Conservative MP Zac Goldsmith and Channel Four news anchor Jon Snow angrily clashed in a live television interview over allegations the Tory MP broke rules on election spending.
Conservative MP Zac Goldsmith and Channel Four news anchor Jon Snow angrily clashed in a live television interview about allegations the Tory MP broke rules on election spending. There was a firey exchange between the two figures on the 7pm news programme on Channel Four during which the two exchanged heated words. The argument stems from a report by Channel Four News and the Bureau for Investigative Journalism into Zac Goldsmith’s spending during the General Election. The report claimed that the MP broke the rules on spending as he was over the allowed limit – this allegation is denied by Goldsmith.

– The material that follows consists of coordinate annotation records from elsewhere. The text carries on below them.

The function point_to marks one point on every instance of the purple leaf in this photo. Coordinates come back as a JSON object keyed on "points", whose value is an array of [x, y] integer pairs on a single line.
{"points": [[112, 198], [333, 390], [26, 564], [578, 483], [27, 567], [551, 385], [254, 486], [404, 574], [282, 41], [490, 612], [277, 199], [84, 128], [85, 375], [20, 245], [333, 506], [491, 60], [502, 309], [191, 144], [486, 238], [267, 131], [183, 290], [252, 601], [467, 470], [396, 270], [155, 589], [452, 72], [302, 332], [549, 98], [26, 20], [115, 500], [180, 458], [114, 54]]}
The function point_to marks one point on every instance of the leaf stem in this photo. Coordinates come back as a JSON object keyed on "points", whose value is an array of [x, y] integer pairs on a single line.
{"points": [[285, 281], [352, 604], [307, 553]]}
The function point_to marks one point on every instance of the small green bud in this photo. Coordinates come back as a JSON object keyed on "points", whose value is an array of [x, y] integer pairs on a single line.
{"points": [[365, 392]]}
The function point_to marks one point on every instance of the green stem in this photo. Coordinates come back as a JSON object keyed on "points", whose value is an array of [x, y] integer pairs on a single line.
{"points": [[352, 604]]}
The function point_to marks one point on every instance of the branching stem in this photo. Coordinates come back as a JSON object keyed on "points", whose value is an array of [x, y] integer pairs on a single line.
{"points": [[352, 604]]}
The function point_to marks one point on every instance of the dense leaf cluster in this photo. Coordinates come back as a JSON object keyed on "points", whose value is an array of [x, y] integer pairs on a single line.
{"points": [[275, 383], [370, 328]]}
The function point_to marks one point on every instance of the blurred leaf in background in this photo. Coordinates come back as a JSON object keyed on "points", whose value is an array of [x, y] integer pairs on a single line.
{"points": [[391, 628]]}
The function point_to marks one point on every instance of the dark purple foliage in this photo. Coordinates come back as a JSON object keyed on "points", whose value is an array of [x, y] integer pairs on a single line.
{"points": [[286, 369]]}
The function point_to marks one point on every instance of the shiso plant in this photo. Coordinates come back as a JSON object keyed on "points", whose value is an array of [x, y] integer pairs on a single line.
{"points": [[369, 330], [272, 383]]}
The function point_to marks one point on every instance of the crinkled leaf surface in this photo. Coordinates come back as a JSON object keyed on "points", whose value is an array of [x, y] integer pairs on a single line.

Zac Goldsmith is the Conservative MP for Richmond Park and during his interview on Channel Four news he warned Snow to “Watch it” and accused the anchor of telling viewers “deliberate and outrageous lies”. Snow responded by telling the MP if he had a problem with Channel Four news to take it up with Ofcom, the media regulator. If Goldsmith doesn’t follow that course some viewers may – as Adam Boulton of Sky News knows only too well.
The Sky News correspondent was at the centre of two incidents in which viewers complained to Ofcom. The first was over alleged heckling of Nick Clegg during the Second Leaders Debate – which was hosted on Sky. The second incident took place during the weekend after the election in which it was unclear who would govern the country. Over the weekend the Liberal Democrats met with both Tory and Labour representatives. In a live interview with Alistair Campbell, the former spin Doctor for Labour, Boulton lost his cool after Campbell accused him of wanting Cameron as Prime Minister. Viewers felt the clash between Campbell and Boulton on-air broke impartiality rules. However, despite over a thousand complaints, combined, over the two incidents Ofcom cleared Sky and Boulton.
Goldsmith informed Snow that it was up to the Electoral Commission to decide whether or not to investigate his spending during the election.